Saharan plants are known for their resistance to stress conditions, and therefore, for their high content in natural antioxidants and their therapeutic virtues [39]. Many studies suggested that the antimicrobial activity of herbs is due to the presence of phenolic compounds containing a polar functional group [40].
4 Conclusions
This study clearly demonstrates that different extracts of H. deserti, an endemic plant of the Saharan zone, showed activity against a range of food-related bacterial and fungal species. Therefore, extracts of this shrub have the potential to extend shelf life or improve food safety. The wide variation in levels and activity range, however, also indicates the application of the taxon will strongly depend on the specific bacterial problem to be addressed. Furthermore, the flavour effects of the extracts on foods and the potential interaction of the antimicrobial compounds with components of food matrices should be investigated.
H. deserti is perfectly adapted to a very arid climate. This shrub is not yet appropriately exploited, except as wild dry pastures or in some folk medicine remedies. It showed a wealth of powerful antioxidant and antimicrobial activities and dietetic fatty acids. Its high phenolic content may be explained by the exposition of the plant to extreme conditions of stress.
This study clearly indicated that it is important to consider both the associated antioxidant activity and phenolic content. Indeed, polar extracts containing higher level of phenolics possessed more powerful antioxidant potential. However, ethyl acetate and hexane seed extracts (non polar extracts) showed the largest antimicrobial spectra.

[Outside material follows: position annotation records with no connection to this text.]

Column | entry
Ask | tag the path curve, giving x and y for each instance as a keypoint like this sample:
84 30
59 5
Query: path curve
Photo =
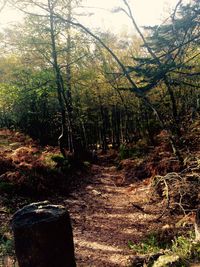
105 217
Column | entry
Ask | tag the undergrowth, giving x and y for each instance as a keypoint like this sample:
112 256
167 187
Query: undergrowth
155 251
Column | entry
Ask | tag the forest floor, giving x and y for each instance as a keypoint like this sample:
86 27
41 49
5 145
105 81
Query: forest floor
108 214
109 207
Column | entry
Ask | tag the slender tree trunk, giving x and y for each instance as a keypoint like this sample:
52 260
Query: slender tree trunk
59 84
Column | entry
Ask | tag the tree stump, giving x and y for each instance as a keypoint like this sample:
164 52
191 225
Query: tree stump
43 236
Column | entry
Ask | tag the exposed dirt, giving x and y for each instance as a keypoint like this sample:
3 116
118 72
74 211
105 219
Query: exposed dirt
108 209
108 214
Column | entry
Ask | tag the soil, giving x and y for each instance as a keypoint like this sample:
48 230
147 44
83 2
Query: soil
108 214
108 209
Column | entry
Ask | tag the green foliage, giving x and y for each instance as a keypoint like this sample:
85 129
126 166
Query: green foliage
179 252
132 151
61 163
150 245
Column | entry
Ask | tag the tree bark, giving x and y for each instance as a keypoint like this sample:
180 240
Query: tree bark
43 236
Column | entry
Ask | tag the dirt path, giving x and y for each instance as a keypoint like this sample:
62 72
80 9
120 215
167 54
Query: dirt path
104 218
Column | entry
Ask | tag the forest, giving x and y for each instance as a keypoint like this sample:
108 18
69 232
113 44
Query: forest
106 125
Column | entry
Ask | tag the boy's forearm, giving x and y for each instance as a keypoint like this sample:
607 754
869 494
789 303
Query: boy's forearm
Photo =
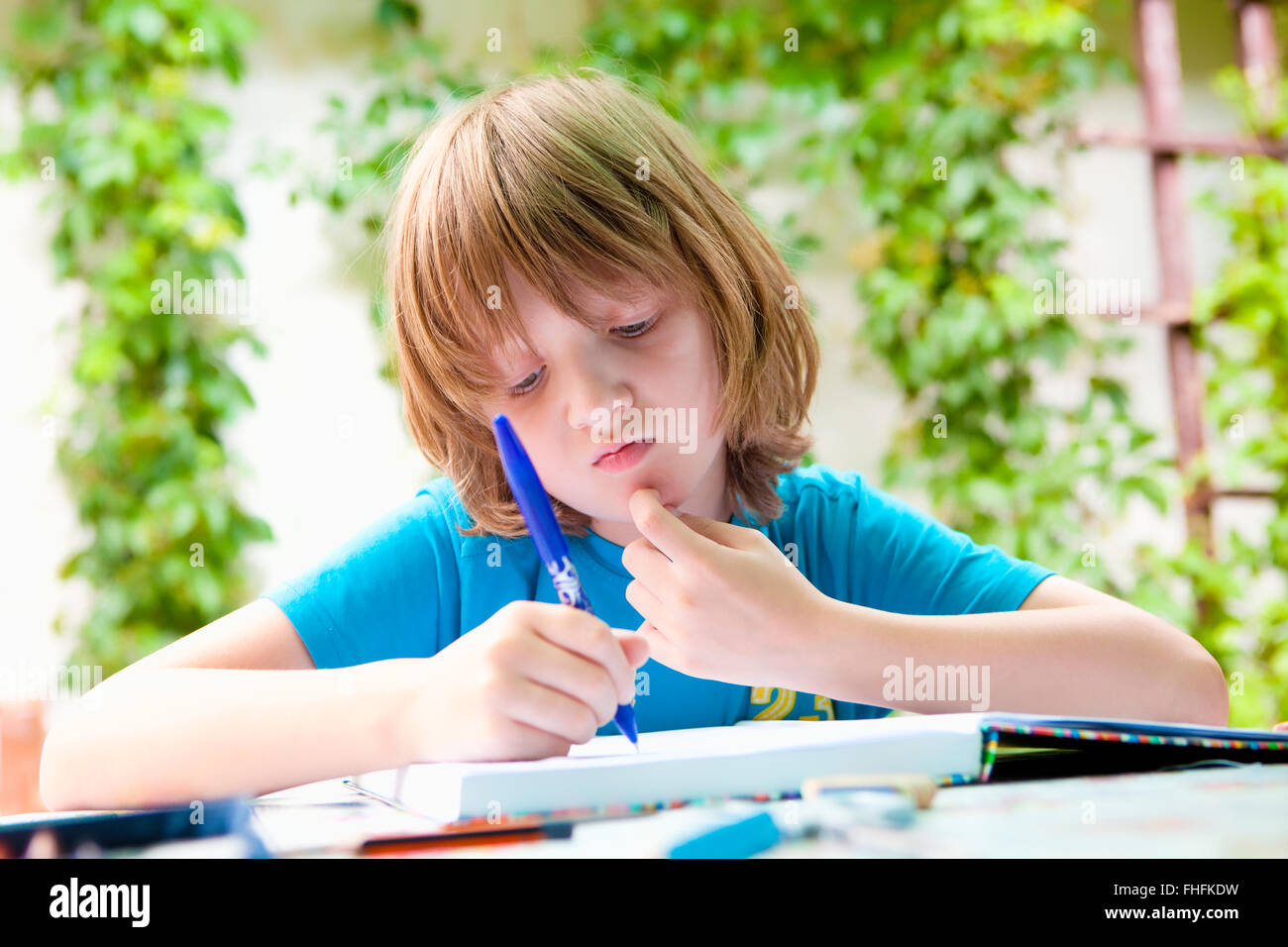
1081 660
175 735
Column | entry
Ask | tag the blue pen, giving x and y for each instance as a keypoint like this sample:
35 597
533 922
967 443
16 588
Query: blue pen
552 545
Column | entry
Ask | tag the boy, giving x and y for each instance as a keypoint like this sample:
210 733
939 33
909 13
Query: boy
557 253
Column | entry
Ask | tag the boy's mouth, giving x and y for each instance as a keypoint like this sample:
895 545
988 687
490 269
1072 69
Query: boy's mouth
622 457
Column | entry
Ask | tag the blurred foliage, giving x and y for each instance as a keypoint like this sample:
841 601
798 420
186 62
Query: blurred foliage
111 128
1243 331
1013 423
373 134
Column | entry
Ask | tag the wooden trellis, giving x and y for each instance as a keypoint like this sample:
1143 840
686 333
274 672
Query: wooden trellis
1159 65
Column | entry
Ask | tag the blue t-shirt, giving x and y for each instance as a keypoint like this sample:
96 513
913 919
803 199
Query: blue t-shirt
410 585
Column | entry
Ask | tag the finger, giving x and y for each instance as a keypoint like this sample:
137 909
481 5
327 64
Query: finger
584 634
645 562
724 534
535 744
552 711
660 648
664 528
545 663
634 646
648 604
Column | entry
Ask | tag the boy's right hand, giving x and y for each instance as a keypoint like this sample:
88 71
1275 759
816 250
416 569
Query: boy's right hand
527 684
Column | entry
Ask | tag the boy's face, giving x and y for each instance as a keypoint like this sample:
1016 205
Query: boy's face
648 372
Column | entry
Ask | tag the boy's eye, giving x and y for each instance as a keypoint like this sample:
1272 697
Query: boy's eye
631 331
636 329
528 382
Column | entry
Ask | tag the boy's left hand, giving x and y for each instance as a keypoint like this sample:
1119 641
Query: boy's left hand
720 600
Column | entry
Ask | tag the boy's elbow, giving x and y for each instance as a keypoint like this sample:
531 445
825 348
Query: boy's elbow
1206 697
56 785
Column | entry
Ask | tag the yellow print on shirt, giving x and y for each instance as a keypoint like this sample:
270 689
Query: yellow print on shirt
781 702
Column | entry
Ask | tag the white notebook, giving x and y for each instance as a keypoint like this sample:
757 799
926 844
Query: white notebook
743 759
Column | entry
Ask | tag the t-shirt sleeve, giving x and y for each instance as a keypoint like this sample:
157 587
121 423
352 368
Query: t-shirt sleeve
911 564
389 591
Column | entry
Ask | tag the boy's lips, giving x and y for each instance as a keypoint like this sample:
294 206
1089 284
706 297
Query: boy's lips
621 453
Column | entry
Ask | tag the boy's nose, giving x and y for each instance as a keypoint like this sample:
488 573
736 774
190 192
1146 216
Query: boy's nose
595 402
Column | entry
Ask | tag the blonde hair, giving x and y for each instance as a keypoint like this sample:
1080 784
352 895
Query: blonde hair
545 174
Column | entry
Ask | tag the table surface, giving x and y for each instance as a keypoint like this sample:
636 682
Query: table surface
1209 812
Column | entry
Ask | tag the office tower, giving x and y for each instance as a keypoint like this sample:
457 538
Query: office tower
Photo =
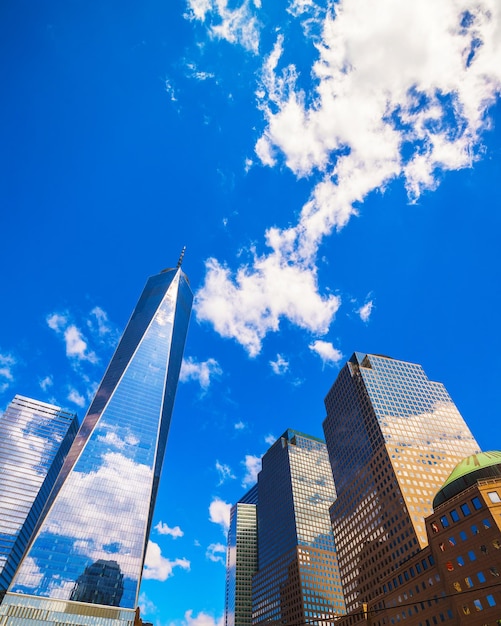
393 437
101 516
297 580
241 560
455 578
34 440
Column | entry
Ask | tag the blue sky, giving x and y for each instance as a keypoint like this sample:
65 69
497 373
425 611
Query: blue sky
332 168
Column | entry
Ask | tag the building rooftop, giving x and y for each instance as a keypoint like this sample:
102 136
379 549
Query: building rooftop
466 473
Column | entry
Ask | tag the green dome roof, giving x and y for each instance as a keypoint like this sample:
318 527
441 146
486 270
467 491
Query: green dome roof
475 467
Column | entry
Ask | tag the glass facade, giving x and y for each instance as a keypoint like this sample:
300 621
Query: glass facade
393 438
34 440
98 523
241 560
298 579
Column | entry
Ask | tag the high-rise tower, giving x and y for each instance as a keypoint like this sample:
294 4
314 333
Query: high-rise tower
100 519
297 580
393 438
241 560
34 440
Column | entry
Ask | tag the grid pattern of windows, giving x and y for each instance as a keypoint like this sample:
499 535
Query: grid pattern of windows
99 520
298 578
393 438
241 564
34 440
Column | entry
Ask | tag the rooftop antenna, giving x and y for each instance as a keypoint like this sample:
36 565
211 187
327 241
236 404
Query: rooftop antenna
181 256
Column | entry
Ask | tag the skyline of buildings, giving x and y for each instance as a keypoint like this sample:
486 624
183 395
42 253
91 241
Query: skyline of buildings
393 438
392 435
455 578
98 517
34 440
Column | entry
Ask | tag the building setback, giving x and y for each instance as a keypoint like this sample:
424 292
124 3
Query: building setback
297 579
241 560
99 516
34 440
393 437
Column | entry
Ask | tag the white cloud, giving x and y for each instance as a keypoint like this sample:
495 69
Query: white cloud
164 529
219 512
157 567
238 25
100 326
203 372
270 439
76 343
7 361
253 467
326 351
146 606
399 90
216 552
250 304
224 472
76 398
365 311
280 366
201 619
46 382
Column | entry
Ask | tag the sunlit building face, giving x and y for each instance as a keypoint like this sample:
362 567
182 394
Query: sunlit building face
393 438
34 440
98 524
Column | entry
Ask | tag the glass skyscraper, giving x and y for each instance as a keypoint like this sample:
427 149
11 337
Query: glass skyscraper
98 523
393 438
241 560
297 580
34 440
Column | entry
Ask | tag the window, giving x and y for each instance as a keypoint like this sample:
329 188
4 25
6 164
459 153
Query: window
465 509
476 503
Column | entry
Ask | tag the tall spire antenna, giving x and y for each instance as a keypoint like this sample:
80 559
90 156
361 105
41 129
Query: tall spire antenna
181 256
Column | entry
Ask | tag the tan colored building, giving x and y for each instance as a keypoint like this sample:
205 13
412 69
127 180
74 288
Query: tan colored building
393 437
456 579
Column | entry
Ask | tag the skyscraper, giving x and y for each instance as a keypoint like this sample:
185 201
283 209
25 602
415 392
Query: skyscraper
34 440
297 579
393 437
99 521
241 560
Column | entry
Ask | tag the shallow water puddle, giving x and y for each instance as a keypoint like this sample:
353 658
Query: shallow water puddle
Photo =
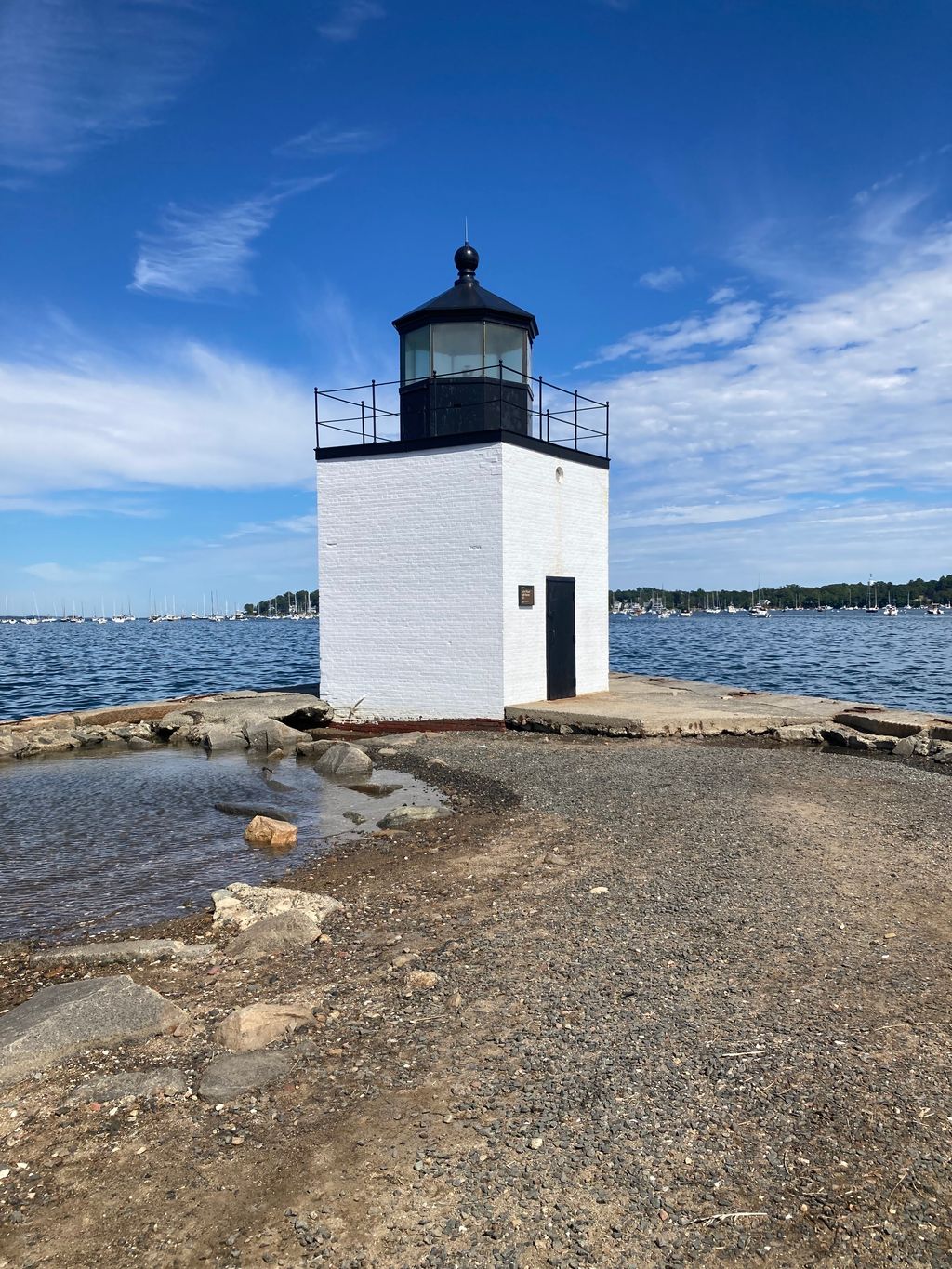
98 841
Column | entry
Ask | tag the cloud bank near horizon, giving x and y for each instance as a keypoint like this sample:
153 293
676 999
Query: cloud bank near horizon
747 430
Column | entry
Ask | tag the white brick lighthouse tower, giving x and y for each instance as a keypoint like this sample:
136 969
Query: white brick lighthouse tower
464 532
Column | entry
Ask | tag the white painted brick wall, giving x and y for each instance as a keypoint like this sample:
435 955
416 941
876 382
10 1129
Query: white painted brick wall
410 577
552 528
420 559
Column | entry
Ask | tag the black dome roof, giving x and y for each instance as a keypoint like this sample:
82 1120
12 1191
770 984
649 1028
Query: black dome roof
468 301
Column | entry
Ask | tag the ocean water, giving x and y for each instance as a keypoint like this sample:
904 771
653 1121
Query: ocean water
98 841
904 660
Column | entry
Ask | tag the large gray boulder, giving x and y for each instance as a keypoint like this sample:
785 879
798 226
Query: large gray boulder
268 734
124 952
242 905
259 1024
126 1085
233 711
409 816
219 737
72 1017
344 761
275 934
235 1074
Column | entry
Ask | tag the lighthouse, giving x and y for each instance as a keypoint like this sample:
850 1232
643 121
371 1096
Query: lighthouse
462 517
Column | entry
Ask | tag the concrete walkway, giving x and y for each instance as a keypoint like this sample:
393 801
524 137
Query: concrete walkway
652 706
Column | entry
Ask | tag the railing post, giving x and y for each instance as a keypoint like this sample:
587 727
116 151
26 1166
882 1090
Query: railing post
316 424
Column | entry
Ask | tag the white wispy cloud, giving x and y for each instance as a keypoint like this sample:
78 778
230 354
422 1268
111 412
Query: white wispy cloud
326 139
732 324
181 416
202 251
850 392
305 523
77 73
667 278
344 20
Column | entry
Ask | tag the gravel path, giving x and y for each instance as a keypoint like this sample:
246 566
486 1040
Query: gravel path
692 1009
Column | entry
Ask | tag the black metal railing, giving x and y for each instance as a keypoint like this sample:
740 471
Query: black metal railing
374 410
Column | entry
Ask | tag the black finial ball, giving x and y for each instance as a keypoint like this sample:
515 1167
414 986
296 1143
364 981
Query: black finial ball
466 259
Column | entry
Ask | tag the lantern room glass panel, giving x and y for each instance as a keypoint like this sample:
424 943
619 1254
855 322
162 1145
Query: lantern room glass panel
506 344
457 348
416 354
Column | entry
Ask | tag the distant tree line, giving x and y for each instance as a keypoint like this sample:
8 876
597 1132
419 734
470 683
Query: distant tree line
289 601
838 594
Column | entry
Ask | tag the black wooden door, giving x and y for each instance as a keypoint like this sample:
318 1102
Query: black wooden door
560 637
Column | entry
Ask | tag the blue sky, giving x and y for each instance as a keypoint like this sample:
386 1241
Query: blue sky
730 218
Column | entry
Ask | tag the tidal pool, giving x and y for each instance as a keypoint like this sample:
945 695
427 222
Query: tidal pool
97 841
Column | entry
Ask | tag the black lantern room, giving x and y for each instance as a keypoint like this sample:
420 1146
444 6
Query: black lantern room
465 361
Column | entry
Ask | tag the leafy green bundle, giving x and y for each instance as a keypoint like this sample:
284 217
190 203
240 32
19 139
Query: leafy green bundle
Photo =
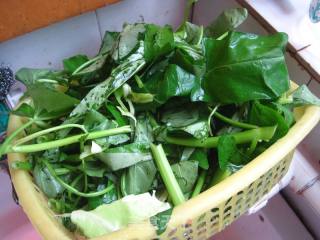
155 110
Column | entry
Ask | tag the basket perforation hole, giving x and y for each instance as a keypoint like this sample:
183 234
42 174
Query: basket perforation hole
227 209
201 232
214 218
201 217
172 232
240 193
238 202
228 201
187 233
214 210
187 225
201 225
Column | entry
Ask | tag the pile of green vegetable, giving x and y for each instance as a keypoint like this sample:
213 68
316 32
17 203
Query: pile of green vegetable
158 111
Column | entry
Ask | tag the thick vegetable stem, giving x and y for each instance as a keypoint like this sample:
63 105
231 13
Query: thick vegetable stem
69 140
262 133
233 122
200 183
6 145
74 190
167 175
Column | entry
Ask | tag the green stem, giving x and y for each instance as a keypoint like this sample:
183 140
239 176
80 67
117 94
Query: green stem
46 131
85 65
44 80
69 140
138 81
5 146
187 9
199 184
233 122
167 175
262 133
73 184
116 114
209 119
253 146
62 171
72 189
218 176
223 36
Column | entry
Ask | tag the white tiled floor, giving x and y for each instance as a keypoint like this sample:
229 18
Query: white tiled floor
152 11
45 48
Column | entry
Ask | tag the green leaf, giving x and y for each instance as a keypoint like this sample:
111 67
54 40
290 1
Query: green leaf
190 33
119 75
160 220
117 215
190 58
72 63
263 115
125 156
173 81
128 40
108 41
143 131
107 198
31 76
94 169
186 173
244 67
158 41
95 121
46 182
45 98
23 165
138 178
227 149
228 20
116 114
285 111
24 110
192 121
303 96
201 156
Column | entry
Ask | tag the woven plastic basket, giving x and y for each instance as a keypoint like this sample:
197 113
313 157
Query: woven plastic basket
199 218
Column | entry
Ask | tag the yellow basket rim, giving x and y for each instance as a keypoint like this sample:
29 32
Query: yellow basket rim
35 206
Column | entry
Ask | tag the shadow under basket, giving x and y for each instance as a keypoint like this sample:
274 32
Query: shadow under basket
198 218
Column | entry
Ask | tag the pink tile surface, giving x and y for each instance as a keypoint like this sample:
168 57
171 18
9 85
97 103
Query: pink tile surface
14 224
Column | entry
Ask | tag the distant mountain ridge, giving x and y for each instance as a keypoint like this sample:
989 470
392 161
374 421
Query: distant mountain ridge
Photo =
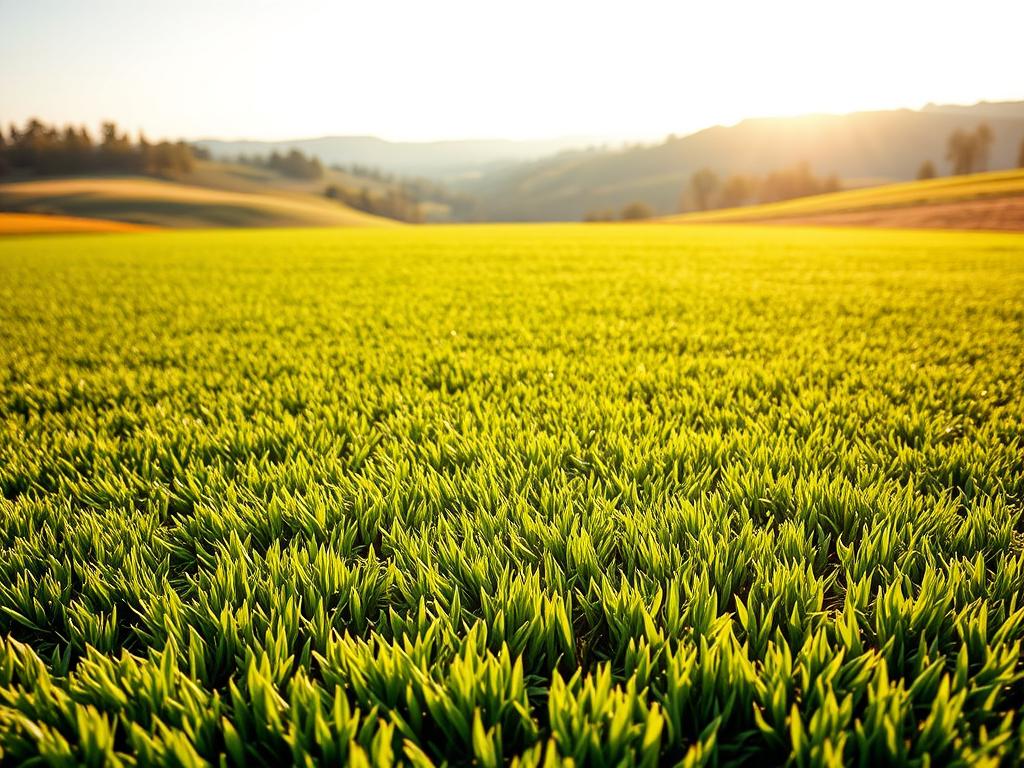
885 145
439 159
565 178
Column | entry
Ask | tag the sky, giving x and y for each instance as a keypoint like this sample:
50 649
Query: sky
461 69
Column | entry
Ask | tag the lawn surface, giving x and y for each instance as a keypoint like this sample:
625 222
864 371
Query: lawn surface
468 495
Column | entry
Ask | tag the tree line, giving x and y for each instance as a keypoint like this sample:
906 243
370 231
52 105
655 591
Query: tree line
391 203
708 190
48 150
967 152
293 164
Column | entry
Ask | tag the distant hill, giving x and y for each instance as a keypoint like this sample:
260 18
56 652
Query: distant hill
170 204
875 146
979 201
435 159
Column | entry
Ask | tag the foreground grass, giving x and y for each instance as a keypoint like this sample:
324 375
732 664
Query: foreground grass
622 495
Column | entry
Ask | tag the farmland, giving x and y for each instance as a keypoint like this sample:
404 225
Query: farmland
991 201
622 495
167 204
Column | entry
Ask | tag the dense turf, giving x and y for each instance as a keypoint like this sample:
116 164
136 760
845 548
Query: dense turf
622 495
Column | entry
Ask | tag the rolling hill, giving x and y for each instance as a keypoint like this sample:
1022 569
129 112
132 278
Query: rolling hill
980 201
437 159
866 147
171 204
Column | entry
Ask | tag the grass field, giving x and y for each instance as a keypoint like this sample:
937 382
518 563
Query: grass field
621 495
169 204
946 192
35 223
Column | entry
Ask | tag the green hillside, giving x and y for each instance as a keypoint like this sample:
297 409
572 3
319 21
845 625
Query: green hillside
170 204
537 496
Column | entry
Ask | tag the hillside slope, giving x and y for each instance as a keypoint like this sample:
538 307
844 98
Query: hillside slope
41 223
872 145
980 201
169 204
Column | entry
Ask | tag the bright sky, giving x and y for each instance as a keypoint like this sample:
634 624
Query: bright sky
519 69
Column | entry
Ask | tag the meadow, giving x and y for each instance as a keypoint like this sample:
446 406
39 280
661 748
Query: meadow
619 495
969 195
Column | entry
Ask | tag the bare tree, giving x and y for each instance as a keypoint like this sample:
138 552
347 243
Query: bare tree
704 184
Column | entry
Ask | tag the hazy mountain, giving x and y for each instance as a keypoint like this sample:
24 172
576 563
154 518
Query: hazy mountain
868 146
438 159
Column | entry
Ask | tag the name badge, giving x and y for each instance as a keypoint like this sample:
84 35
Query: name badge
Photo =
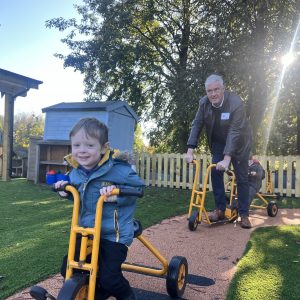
225 116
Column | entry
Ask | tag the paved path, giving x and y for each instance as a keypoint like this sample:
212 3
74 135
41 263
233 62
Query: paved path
212 253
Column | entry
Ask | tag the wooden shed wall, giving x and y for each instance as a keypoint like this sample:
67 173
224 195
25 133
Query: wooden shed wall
33 159
59 123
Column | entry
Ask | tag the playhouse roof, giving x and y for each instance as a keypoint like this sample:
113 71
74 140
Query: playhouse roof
104 106
15 84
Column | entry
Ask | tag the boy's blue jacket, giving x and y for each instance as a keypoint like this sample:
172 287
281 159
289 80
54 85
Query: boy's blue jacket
117 217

This plant, mainly its seeds, constitutes an excellent source of fat. Indeed, its elevated unsaturated fatty acids and phenolic compound content makes it a potential source of dietary regime and a protection against numerous diseases and infections.
Acknowledgments
We wish to thank the General Management of Forests (Tunisia) and the World Bank, for the financial support of the study (Don TF 051308 – TUN) and financial support of ministère de l’enseignement supérieur, de la recherche scientifique et de la technologie of Tunisia under contrat programme du laboratoire des bioprocédés. We also wish to thank Miss Sabrina Sérac for her review of English on previous versions of the manuscript.